I'm generally not prone to discuss those things of a political, social or, well, important nature. I live to wax poetic and stupid and make folks reminisce and laugh. But sometimes something crawls in your brain like a fox into a chicken house and you can't get rid of it unless you put pen to paper...or fingers to keyboard. See, there really is no good side to any of this. A kid is dead. A Barney Fife-wanna be that shouldn't have been out playing cop with a loaded gun - the one that rendered the kid dead - walks free. I'm not smart enough to dig into the nuances of legalese and it's lexicon of words like manslaughter, murder 2 and statutes and standing one's ground. I am smart enough to know that someone's dead implying that something happened. For the guy with the gun to go free implies that nothing happened and I reckon therein lies the quandary of putting reality and our justice system on the same page. That's why we have lawyers and there sometimes comes a day when they're not able to put reality and justice on the same page. Such is the case with this debacle.
For all I don't know about this there are a couple of things I do know. One is that the divide in our country between those of different colors now grows further. Our founding fathers envisioned a country that could become a melting pot where human beings weren't divided by class and color. That was a long time ago, though. And too many instances of human stupidity since then put great distance between that ideal and our reality. Slavery and the trail of nastiness it created, from battles in a civil war to battles for civil rights. Then there was the little matter of the people that were already living on the real estate we needed to create this Utopia of freedom. They had to be dealt with and not always in ways that were fair or kind (Manifest Destiny and all that...) We've had many, many opportunities to narrow the gap between "me and you" and we just can't seem to do it. Reason being, it seems, that same stupidity - it keeps getting in the way. I reckon it's time to admit that human beings are, basically, stupid. Seems the Good Lord would've seen that one coming and knew we couldn't handle free will well at all.

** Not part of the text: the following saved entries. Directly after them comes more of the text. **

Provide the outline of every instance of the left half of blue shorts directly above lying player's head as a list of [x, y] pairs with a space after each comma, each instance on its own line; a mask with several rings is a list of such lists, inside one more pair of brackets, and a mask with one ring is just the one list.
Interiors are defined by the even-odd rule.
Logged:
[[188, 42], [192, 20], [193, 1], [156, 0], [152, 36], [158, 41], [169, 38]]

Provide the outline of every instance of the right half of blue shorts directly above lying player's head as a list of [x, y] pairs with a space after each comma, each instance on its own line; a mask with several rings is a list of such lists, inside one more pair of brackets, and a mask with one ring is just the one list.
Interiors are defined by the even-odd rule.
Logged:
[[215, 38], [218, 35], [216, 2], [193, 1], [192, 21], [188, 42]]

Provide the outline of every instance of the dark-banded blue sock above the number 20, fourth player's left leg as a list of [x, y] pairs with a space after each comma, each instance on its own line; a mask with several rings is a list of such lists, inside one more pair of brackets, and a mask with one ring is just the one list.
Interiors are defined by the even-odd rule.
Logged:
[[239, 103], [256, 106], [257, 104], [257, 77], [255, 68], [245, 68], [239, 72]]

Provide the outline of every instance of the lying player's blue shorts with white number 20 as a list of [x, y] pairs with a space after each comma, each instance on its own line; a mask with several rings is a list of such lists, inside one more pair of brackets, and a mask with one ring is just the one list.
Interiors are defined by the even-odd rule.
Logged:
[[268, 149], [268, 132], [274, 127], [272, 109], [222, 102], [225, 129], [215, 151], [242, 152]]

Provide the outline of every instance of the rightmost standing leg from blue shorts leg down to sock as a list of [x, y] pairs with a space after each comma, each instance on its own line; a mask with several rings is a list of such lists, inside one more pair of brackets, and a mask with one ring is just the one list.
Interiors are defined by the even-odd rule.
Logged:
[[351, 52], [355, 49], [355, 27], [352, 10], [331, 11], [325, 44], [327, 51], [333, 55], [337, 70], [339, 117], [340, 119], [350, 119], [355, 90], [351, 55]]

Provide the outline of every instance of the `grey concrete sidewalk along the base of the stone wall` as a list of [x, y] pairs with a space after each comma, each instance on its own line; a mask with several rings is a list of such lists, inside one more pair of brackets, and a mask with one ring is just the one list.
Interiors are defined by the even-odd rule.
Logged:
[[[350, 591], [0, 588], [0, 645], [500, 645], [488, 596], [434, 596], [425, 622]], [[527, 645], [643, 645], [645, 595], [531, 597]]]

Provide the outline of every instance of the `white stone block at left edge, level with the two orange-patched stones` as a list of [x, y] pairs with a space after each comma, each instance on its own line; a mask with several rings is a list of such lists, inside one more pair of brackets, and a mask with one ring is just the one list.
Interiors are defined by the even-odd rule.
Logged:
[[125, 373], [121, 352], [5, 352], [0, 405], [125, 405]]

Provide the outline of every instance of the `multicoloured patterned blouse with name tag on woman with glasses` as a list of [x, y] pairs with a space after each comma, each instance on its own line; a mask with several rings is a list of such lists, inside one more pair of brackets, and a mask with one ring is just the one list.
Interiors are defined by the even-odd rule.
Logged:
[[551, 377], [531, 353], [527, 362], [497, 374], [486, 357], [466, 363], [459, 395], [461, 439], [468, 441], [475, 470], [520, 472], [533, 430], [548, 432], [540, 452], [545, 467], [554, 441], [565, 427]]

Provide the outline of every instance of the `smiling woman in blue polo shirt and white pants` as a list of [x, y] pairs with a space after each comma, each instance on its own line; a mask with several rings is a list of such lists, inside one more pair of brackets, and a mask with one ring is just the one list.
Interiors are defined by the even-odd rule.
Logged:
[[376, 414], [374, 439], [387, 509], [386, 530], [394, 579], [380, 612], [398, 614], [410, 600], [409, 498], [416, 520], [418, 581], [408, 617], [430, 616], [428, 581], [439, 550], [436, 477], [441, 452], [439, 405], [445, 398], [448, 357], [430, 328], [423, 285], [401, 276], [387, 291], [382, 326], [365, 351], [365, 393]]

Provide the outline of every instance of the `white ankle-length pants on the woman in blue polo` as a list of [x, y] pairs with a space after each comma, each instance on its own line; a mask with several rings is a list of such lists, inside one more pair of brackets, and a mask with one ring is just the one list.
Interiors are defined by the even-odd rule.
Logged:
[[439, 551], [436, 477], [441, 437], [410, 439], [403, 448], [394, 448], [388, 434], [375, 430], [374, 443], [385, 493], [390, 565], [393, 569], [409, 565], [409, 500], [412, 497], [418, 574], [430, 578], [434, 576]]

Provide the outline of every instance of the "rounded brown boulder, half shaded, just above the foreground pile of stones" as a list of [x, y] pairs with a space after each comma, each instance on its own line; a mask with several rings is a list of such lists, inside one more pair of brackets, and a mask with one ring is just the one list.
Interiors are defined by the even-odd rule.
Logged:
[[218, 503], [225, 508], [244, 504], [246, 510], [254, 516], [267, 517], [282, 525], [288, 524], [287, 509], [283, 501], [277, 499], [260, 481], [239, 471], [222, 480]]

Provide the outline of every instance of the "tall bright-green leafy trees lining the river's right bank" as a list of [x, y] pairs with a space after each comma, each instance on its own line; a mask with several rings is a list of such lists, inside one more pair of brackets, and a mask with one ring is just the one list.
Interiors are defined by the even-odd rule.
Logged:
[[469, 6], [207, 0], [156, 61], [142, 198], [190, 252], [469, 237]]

The other thing I know about this is that people like Jesse Jackson and Al Sharpton aren't going to help the situation. There's that whole matter of hollerin' "WOLF!!" You've done it so many times and made countless situations about race that, in fact, weren't. So now we have a tragedy that probably is ALL about things like race and profiling. But no one is going to listen to either of you - you killed your message a long time ago. Especially Mr. Sharpton (I can't bring myself to insult some of my favorite preachers in the world by calling him "Reverend.") Tawana Brawley ring a bell, anyone? Someone during that debacle caught him on tape saying "If we can pull this off, we're gonna be the biggest (word that got Paula Deen in trouble)s in New York City." His goals are all clear and none of them have anything to do with justice for anyone. And NBC gave him a job? I've got to admit, when that marathon in Boston was marred by the tragedy of a bomb (and more human stupidity) and I turned on MSNBC and they had him reporting the breaking news, I changed the channel to see if a bomb had actually gone off in Boston.

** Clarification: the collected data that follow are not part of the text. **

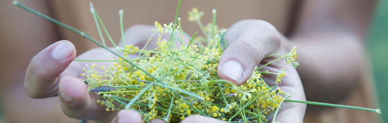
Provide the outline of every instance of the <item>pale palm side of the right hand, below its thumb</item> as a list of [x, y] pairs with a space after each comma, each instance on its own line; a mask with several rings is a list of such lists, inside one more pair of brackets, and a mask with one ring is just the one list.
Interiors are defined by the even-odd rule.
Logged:
[[[275, 60], [274, 58], [264, 59], [259, 66], [263, 65], [262, 63], [267, 63]], [[284, 59], [280, 59], [276, 62], [273, 62], [267, 66], [264, 66], [260, 71], [269, 70], [270, 72], [278, 72], [281, 68], [284, 68], [286, 75], [281, 78], [281, 83], [275, 84], [276, 75], [274, 74], [263, 74], [264, 81], [268, 86], [278, 86], [281, 91], [291, 94], [292, 96], [287, 99], [293, 100], [303, 100], [305, 101], [305, 92], [303, 85], [297, 70], [291, 64], [287, 64]], [[293, 103], [293, 102], [283, 102], [281, 108], [278, 111], [276, 121], [280, 123], [302, 123], [303, 121], [295, 121], [303, 119], [305, 112], [305, 104], [302, 103]], [[273, 116], [270, 118], [272, 119]], [[269, 119], [269, 118], [266, 118]]]

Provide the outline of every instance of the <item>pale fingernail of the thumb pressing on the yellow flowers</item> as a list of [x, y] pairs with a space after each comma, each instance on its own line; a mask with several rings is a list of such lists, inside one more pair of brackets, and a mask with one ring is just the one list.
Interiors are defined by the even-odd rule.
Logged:
[[241, 76], [243, 76], [243, 71], [244, 71], [243, 67], [241, 66], [241, 64], [239, 62], [232, 61], [232, 60], [229, 60], [229, 61], [226, 61], [225, 63], [223, 63], [221, 70], [226, 76], [228, 76], [236, 81], [240, 81]]

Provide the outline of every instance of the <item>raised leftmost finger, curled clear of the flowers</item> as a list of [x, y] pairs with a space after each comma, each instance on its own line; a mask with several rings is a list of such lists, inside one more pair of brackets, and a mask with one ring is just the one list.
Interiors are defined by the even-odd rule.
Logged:
[[29, 97], [57, 95], [57, 78], [74, 60], [76, 49], [67, 40], [60, 40], [36, 54], [28, 64], [24, 88]]

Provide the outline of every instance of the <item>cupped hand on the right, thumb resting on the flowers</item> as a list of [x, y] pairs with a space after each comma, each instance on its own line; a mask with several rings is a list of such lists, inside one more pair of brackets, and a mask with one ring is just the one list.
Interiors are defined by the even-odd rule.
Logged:
[[[289, 46], [287, 38], [282, 36], [274, 26], [262, 20], [239, 21], [227, 30], [224, 39], [228, 41], [229, 46], [222, 53], [217, 73], [221, 79], [230, 80], [236, 85], [246, 82], [255, 66], [262, 66], [277, 59], [276, 57], [265, 58], [266, 56], [284, 51], [289, 52], [294, 47]], [[284, 59], [272, 62], [259, 71], [279, 72], [281, 68], [285, 69], [286, 75], [281, 78], [281, 83], [278, 83], [277, 86], [280, 90], [292, 95], [288, 99], [305, 101], [305, 92], [298, 72]], [[276, 86], [276, 75], [263, 74], [263, 79], [269, 86]], [[305, 109], [306, 105], [302, 103], [283, 102], [275, 122], [303, 123]], [[183, 122], [209, 123], [211, 121], [211, 118], [203, 116], [194, 117], [197, 118], [189, 119], [189, 117]], [[272, 121], [272, 117], [267, 116], [266, 119]]]

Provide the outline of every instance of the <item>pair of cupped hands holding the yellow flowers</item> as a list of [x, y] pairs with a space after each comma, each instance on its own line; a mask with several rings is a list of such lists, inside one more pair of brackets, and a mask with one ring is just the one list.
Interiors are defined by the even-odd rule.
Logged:
[[[129, 28], [125, 32], [125, 44], [144, 46], [144, 41], [150, 37], [153, 28], [153, 26], [145, 25]], [[237, 85], [243, 84], [249, 78], [255, 66], [274, 60], [271, 57], [264, 59], [267, 55], [289, 51], [293, 47], [289, 46], [289, 41], [279, 34], [274, 26], [262, 20], [239, 21], [227, 30], [224, 39], [230, 44], [222, 53], [217, 72], [220, 78], [230, 80]], [[156, 41], [156, 39], [153, 40]], [[156, 43], [151, 42], [150, 44], [148, 49], [156, 47]], [[101, 123], [142, 123], [142, 118], [136, 111], [107, 112], [105, 106], [97, 104], [96, 100], [99, 99], [99, 95], [96, 92], [87, 92], [86, 85], [79, 79], [80, 74], [83, 73], [82, 67], [92, 62], [73, 61], [75, 58], [75, 47], [66, 40], [55, 42], [35, 55], [28, 65], [24, 82], [28, 96], [46, 98], [59, 95], [63, 112], [75, 119]], [[103, 48], [95, 48], [78, 56], [77, 59], [109, 60], [110, 57]], [[112, 62], [99, 62], [98, 64], [109, 66]], [[277, 86], [282, 91], [292, 94], [290, 99], [305, 100], [301, 79], [291, 64], [280, 60], [263, 67], [262, 70], [277, 72], [283, 67], [287, 75]], [[276, 76], [264, 75], [263, 79], [269, 86], [275, 86]], [[276, 121], [302, 123], [305, 108], [305, 104], [284, 102]], [[266, 119], [271, 119], [271, 117]], [[154, 119], [153, 122], [164, 123], [160, 119]], [[222, 121], [193, 115], [183, 120], [182, 123], [222, 123]]]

So there's nothing good going to come of this. It becomes just another strand in a complicated web. It makes me sad. Someone may tell me to keep my trap shut because being a middle-aged white guy affords me "fairness" in all situations. I'm confused though - a considerable chunk of Cherokee Indian DNA flows in my bloodstream (thanks to my maternal grandmother's side of the family.) So where does that put me in this melting pot? I mean I really need to know where I fit in the ongoing battle?! "I SCREAM JUSTICE FOR.........WHATEVER THE HELL I AM!!!" Or I could just deem myself a human that needs to love and support my fellow human beings regardless of their appearance, their language, what God they follow, what meats they consider unclean and on which side of the railroad tracks they live. That's an ideal we've worked on for over two hundred years now. We sure ain't there yet...and we just took a step backwards.